By Deborah Gyapong
Canadian Catholic News
The Evangelical Fellowship of Canada (EFC) has asked the federal government to address the “staggering consequences” of the 2010 Supreme Court of Canada decision that struck down portions of the Assisted Human Reproduction Act (AHRA).
“Areas of research that raise deep and significant ethical issues, including human embryonic research and the creation of animal-human hybrids, were to be regulated activities,” wrote EFC Vice President and Legal Counsel Don Hutchinson in a July 16 letter to Justice Minister Rob Nicholson and Health Minister Leona Aglukkaq.
“The Court has created confusion and a virtual open season now exists in regard to certain aspects of human-animal genome experimentation and embryo importing, exporting, research, and destruction as a result of the decision deeming sections 10 and 11 of the Act, along with much of section 40, unconstitutional,” he said.
The letter urges Parliament to “legislate absolute prohibitions,” in some areas to strengthen the AHRA and consult with the provinces and territories to develop a “consistent national standard” for regulating reproductive technology.
“Canada needs a national standard, one that is as robust as the Act, particularly as we face rapid advancements in reproductive technologies and the changing social understandings of family, both in Canada and globally,” Hutchinson wrote.
The Catholic Organization for Life and Family (COLF) “shares the concerns” of the EFC, said COLF’s director Michele Boulva.
“The current situation of human procreation is treated as a purely technological issue rather than an ethical one involving the common good, and the fundamental rights of the most vulnerable,” Boulva said. “We really need to ask ourselves about the legitimacy of techniques that fail to respect the dignity of human persons.”
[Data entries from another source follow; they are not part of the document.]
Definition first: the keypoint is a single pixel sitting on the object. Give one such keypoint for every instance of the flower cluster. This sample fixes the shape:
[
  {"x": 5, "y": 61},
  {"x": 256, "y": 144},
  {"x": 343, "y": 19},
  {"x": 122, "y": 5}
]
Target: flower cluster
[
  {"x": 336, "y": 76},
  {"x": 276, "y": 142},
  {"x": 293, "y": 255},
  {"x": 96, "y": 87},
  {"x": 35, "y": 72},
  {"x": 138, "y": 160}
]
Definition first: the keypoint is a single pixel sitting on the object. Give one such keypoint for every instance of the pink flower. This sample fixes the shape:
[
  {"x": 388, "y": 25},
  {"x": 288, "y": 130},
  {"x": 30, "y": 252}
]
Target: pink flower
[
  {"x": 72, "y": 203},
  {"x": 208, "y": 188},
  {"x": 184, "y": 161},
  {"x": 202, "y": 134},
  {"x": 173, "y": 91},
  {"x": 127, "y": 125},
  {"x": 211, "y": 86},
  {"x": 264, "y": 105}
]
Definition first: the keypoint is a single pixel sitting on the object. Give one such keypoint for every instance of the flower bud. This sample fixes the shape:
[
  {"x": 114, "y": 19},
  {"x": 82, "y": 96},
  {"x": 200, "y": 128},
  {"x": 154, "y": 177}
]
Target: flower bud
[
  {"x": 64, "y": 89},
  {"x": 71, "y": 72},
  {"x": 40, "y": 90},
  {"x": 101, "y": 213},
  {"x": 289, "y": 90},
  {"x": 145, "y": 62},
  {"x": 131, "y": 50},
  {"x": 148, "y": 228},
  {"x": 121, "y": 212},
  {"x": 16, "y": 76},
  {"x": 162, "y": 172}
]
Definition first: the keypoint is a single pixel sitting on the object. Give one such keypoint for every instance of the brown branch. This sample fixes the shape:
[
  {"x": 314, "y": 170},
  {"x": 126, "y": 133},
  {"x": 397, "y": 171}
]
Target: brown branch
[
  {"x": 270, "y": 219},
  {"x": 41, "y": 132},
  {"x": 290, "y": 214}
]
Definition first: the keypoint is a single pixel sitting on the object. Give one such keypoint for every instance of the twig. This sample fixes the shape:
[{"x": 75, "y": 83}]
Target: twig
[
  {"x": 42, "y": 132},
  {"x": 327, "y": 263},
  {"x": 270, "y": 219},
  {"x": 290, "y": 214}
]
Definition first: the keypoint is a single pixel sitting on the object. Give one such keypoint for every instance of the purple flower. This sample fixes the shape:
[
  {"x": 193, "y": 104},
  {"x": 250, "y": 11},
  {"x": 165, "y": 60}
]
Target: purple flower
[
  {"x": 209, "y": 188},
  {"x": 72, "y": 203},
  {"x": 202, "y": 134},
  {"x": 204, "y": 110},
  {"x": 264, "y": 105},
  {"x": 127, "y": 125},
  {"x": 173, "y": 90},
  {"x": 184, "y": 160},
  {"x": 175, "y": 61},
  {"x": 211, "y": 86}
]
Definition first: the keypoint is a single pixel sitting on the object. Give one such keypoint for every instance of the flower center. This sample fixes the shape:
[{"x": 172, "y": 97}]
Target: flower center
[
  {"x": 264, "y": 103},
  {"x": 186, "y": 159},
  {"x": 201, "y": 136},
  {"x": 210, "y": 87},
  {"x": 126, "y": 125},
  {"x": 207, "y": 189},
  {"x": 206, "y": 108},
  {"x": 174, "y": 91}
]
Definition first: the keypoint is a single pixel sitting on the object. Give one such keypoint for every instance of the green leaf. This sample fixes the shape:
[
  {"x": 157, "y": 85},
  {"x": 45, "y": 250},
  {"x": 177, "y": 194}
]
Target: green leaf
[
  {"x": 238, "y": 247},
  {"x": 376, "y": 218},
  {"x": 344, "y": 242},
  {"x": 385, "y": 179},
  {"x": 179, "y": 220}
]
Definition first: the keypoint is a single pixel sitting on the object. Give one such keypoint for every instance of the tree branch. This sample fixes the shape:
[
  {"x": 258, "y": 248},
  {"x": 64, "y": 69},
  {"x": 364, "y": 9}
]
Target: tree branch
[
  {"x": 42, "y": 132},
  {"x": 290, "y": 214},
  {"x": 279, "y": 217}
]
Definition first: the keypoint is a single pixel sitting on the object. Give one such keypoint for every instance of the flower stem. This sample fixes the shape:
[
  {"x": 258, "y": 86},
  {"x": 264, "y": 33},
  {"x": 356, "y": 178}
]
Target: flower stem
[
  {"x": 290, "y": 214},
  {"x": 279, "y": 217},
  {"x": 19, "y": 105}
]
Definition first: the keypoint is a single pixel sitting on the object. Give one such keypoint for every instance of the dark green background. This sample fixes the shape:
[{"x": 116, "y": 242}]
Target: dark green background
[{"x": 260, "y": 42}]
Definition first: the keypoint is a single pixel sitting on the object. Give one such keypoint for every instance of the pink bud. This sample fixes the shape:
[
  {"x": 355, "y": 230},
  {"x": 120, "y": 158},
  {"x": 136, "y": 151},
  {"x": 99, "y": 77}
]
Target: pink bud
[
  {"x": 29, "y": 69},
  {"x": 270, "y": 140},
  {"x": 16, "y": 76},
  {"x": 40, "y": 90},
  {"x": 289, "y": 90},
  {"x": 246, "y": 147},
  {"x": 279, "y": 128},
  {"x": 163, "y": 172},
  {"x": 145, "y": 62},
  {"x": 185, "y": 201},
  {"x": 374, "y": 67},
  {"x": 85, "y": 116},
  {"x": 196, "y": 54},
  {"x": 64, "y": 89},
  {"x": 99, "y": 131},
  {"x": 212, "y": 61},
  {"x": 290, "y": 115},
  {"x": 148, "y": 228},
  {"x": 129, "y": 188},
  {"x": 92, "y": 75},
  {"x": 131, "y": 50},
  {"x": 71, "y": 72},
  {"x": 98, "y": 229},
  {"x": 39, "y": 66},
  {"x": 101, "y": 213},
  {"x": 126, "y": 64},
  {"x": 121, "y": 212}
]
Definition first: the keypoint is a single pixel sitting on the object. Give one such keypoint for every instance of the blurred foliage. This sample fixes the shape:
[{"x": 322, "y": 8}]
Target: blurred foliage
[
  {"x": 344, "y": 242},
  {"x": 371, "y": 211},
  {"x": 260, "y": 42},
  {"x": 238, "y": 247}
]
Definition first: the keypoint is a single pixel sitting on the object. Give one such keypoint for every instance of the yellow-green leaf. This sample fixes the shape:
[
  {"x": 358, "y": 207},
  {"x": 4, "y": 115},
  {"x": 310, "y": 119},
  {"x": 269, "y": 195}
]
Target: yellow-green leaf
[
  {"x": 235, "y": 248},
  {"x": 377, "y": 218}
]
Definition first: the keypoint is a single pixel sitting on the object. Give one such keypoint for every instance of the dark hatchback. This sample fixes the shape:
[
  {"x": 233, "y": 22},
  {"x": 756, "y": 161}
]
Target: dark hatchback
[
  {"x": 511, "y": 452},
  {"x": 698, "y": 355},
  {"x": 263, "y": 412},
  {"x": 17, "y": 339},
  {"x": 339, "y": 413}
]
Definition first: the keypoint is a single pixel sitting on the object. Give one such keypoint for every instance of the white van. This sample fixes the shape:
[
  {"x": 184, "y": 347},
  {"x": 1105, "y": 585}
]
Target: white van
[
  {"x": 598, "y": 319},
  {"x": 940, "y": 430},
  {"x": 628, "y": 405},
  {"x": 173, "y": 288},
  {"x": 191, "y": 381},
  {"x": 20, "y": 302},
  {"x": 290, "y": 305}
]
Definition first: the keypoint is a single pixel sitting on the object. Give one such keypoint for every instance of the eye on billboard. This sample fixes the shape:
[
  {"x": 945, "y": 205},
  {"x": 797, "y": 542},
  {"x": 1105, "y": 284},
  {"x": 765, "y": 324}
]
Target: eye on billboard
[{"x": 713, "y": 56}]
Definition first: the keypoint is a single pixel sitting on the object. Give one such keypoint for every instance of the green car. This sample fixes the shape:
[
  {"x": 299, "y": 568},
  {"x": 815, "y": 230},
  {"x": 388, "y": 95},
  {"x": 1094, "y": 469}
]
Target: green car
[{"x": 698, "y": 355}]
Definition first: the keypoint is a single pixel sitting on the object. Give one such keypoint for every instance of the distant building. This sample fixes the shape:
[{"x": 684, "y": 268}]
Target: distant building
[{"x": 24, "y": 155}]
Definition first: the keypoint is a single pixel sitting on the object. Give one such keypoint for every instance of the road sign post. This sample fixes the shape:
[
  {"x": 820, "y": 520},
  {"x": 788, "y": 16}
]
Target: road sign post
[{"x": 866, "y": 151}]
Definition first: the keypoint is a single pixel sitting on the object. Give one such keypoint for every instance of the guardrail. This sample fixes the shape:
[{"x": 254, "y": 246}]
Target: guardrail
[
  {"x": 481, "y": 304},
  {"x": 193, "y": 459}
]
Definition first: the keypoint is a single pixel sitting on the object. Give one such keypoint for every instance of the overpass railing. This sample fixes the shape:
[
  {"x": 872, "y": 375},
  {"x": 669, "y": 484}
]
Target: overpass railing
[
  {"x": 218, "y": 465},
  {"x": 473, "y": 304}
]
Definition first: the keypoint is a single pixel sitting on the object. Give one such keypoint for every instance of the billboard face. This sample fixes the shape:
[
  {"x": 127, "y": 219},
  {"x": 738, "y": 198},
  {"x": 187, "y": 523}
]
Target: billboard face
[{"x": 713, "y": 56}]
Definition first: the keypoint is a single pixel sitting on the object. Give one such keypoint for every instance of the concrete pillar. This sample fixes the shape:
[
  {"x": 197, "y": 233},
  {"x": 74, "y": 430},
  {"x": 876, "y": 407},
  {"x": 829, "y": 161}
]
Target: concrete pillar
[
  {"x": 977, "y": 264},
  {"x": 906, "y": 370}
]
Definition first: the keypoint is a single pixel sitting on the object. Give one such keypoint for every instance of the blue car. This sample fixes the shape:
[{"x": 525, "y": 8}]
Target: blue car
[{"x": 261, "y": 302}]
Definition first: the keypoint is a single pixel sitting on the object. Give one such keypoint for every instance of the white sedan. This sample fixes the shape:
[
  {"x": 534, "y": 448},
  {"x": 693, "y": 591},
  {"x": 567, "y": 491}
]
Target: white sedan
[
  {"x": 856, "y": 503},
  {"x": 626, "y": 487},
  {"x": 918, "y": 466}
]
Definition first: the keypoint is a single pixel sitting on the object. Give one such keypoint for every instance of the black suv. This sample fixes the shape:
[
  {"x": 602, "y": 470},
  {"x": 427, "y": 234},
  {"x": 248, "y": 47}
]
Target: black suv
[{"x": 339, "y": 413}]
She said any situation which allows technology to dominate human life in its origin and destiny but treats the embryonic human being as an object ought to be intolerable in a civilized society.
“Cultivating respect involves personalizing and humanizing; these techniques—whatever motivates them—involves depersonalizing and dehumanizing!" Boulva said.
“We join the EFC's call to the Federal Ministers of Justice and Health in the hope that the Government will soon legislate again on this issue, in order to protect the dignity of all human life.”
Hutchinson pointed out the Assisted Human Reproduction Agency of Canada, in conjunction with Health Canada was to develop and implement regulations concerning these and other activities listed in the AHRA’s “Controlled Activities” section.
Hutchinson outlined the extensive consultation that went into the AHRA before it became law in 2004. This included a Royal Commission inquiry in consultation with the provinces and Parliamentary committee hearings. The AHRA had been “recognized widely as being one of the most comprehensive and useful pieces of legislation dealing with reproductive and genetic technologies in the world,” he said.
The Supreme Court's decision did not “adequately recognize that process,” Hutchinson added. “The Government now has the responsibility to, while recognizing the wisdom and cautions of the Court, exercise proper parliamentary authority in an area that calls for the collective wisdom of Parliament.”
The Court's decision has “impacted the care and treatment of human genetic materials and the raison d’être for the Assisted Human Reproduction Agency of Canada."
While the EFC was disappointed with aspects of the 4-4-1 split decision, it “also outlined an appropriate and continuing role of the federal government in this area of social policy.”
“The Government of Canada has before it the opportunity to show strong leadership in reaffirming the singular importance of a national standard for assisted human reproduction research and biotechnology,” Hutchinson wrote.
The EFC legal counsel argued that maintaining the AHRA’s integrity “would have ensured a strong and consistent national standard.”
“Canadians are still waiting to see how each province and territory will respond to the Court’s decision," Hutchinson said. "Will their province choose to regulate the ethically challenging practices which were struck out of the Act?"
He said while the province of Quebec has determined to regulate these areas, some provinces have shown no interest in addressing the issue.
The Canadian Conference of Catholic Bishops was among the many interveners in the reference to the Supreme Court's decision on the AHRA. The reference to the court arose when the province of Quebec argued assisted human reproduction was a health issue under provincial jurisdiction.